The limitations of this study include patients with severe chronic kidney disease and low baseline serum urate levels being excluded from rigorous clinical trials, which limits the generalizability of the potential predictors. Additionally, a general limitation of this study is that the basic mechanism(s) of IR to febuxostat are not known. Although febuxostat inhibits the urate excretory transporter ABCG2 at clinically relevant concentrations,32 previous studies have not shown that the ABCG2 genotype (rs2231142 allele) alters the febuxostat response.33 Febuxostat can impede the access channel to the xanthine oxidase/dehydrogenase active site, and febuxostat disposition is primarily mediated by the activity of hepatic UDP-glucuronosyltransferase and Cytochrome P450 (CYP) enzymes.34 Importantly, it is not yet known whether individualizing febuxostat doses according to selected predictors will improve clinical outcomes. Although the quality of evidence for the efficacy of low-dose febuxostat is relatively limited, the benefits of low-dose febuxostat may include fewer gout flares in the first few months after treatment initiation.6

In conclusion, participants who were administered low-dose febuxostat may respond according to baseline sUA but also TG, CRP, age, and BMI at the mid-term follow-up. These findings suggested a stratified treatment regimen for patients with gout. The robust ML prediction model for inadequate serum urate response may allow the identification of patients who are likely to require dose escalation of febuxostat to achieve the serum urate target.

Data Sharing Statement

The data used in this study are available upon agreement from the scientific committee for each cohort.
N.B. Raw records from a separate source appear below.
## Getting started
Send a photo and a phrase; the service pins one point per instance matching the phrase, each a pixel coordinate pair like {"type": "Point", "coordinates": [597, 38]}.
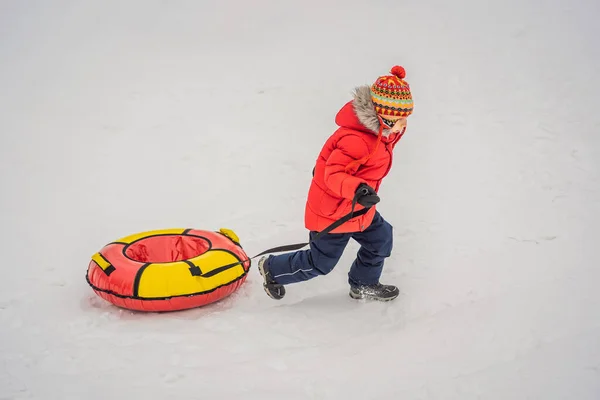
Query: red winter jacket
{"type": "Point", "coordinates": [358, 152]}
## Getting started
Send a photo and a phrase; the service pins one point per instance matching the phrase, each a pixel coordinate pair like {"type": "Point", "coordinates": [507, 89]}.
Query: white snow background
{"type": "Point", "coordinates": [118, 117]}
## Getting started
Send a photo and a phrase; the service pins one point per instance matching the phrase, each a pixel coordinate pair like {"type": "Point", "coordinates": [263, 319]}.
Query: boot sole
{"type": "Point", "coordinates": [382, 299]}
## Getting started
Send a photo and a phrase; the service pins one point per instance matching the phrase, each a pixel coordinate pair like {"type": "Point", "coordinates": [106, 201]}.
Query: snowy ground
{"type": "Point", "coordinates": [123, 116]}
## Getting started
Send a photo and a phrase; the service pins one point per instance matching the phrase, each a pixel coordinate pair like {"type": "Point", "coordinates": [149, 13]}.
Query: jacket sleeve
{"type": "Point", "coordinates": [340, 181]}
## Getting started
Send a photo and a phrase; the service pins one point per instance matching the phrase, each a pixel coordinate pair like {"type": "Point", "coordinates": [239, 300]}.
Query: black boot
{"type": "Point", "coordinates": [374, 292]}
{"type": "Point", "coordinates": [273, 289]}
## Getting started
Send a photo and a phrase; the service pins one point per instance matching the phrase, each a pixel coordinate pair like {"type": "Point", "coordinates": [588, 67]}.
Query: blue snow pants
{"type": "Point", "coordinates": [324, 253]}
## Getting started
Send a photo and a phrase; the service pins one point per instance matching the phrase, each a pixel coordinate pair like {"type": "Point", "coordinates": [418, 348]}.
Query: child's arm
{"type": "Point", "coordinates": [338, 178]}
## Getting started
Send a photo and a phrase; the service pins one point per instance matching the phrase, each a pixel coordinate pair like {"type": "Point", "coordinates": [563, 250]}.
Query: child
{"type": "Point", "coordinates": [346, 178]}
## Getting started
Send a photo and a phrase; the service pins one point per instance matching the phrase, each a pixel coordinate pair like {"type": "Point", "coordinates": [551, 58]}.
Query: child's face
{"type": "Point", "coordinates": [399, 125]}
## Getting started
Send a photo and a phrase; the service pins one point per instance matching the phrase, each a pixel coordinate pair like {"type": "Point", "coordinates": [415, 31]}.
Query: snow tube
{"type": "Point", "coordinates": [169, 270]}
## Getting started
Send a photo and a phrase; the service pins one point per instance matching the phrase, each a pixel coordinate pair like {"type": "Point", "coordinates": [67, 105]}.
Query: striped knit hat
{"type": "Point", "coordinates": [391, 95]}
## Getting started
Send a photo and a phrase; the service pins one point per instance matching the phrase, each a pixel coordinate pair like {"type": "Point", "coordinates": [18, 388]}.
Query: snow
{"type": "Point", "coordinates": [121, 117]}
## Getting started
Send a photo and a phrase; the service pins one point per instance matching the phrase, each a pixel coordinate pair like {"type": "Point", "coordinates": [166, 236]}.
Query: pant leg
{"type": "Point", "coordinates": [376, 245]}
{"type": "Point", "coordinates": [303, 265]}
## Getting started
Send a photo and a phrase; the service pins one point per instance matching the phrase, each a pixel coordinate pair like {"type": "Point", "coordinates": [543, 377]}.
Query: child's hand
{"type": "Point", "coordinates": [366, 195]}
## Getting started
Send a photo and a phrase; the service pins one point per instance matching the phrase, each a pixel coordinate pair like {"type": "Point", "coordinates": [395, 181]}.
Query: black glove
{"type": "Point", "coordinates": [366, 195]}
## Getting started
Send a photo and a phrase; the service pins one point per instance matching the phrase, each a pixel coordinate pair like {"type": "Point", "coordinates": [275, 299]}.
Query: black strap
{"type": "Point", "coordinates": [292, 247]}
{"type": "Point", "coordinates": [297, 246]}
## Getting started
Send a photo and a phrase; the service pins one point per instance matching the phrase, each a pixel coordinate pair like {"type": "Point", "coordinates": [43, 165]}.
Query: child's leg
{"type": "Point", "coordinates": [299, 266]}
{"type": "Point", "coordinates": [376, 245]}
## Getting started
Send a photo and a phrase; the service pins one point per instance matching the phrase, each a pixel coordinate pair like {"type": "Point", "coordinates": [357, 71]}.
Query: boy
{"type": "Point", "coordinates": [346, 178]}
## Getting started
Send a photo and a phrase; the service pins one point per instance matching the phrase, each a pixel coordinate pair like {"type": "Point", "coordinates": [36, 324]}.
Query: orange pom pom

Ethics Approval and Consent to Participate

All participants provided written informed consent. The scientific committees of the Affiliated Hospital of Qingdao University of the three cohorts approved the use of data for this study. The study was conducted in accordance with the Declaration of Helsinki.

Acknowledgments

The authors acknowledge the scientific committee for approving the provision of all data for this study. They also thank all of the investigators who performed expert monitoring and data management, and recruited and followed the patients.

Funding

This study was sponsored by the Shandong Provincial Science Foundation for Youth Scholars (#ZR2023QH147), National Natural Science Foundation of China (#82220108015), National Key R&D Program of China (#2022YFC2503300 and #2022YFE0107600), Taishan Scholar Program of Shandong Province (#tsqn202211377), and Shandong Provincial Science Foundation for Outstanding Youth Scholars (#ZR2021YQ56).

Disclosure

N.D. received consulting fees, speaker fees, or grants from AstraZeneca, Novartis, Dyve Biosciences, Horizon, Selecta, Arthrosi, JW Pharmaceutical Corporation, PK Med, LG Chem, JPI, PTC Therapeutics, Protalix, Cello Health, JPI, Dexoligo Therapeutics, Unlocked Labs, and Hikma outside the submitted work. R.T. reports personal fees from LG Chem, Atom Biosciences, Fortress, Astra-Zeneca, Generate, Synlogic, non-salaried President of the G-CAN (Gout, Hyperuricemia, and Crystal-Associated Disease Network) research society, which annually receives unrestricted arms-length grant support from pharma donors, during the conduct of the study. The authors report no other conflicts of interest in this work.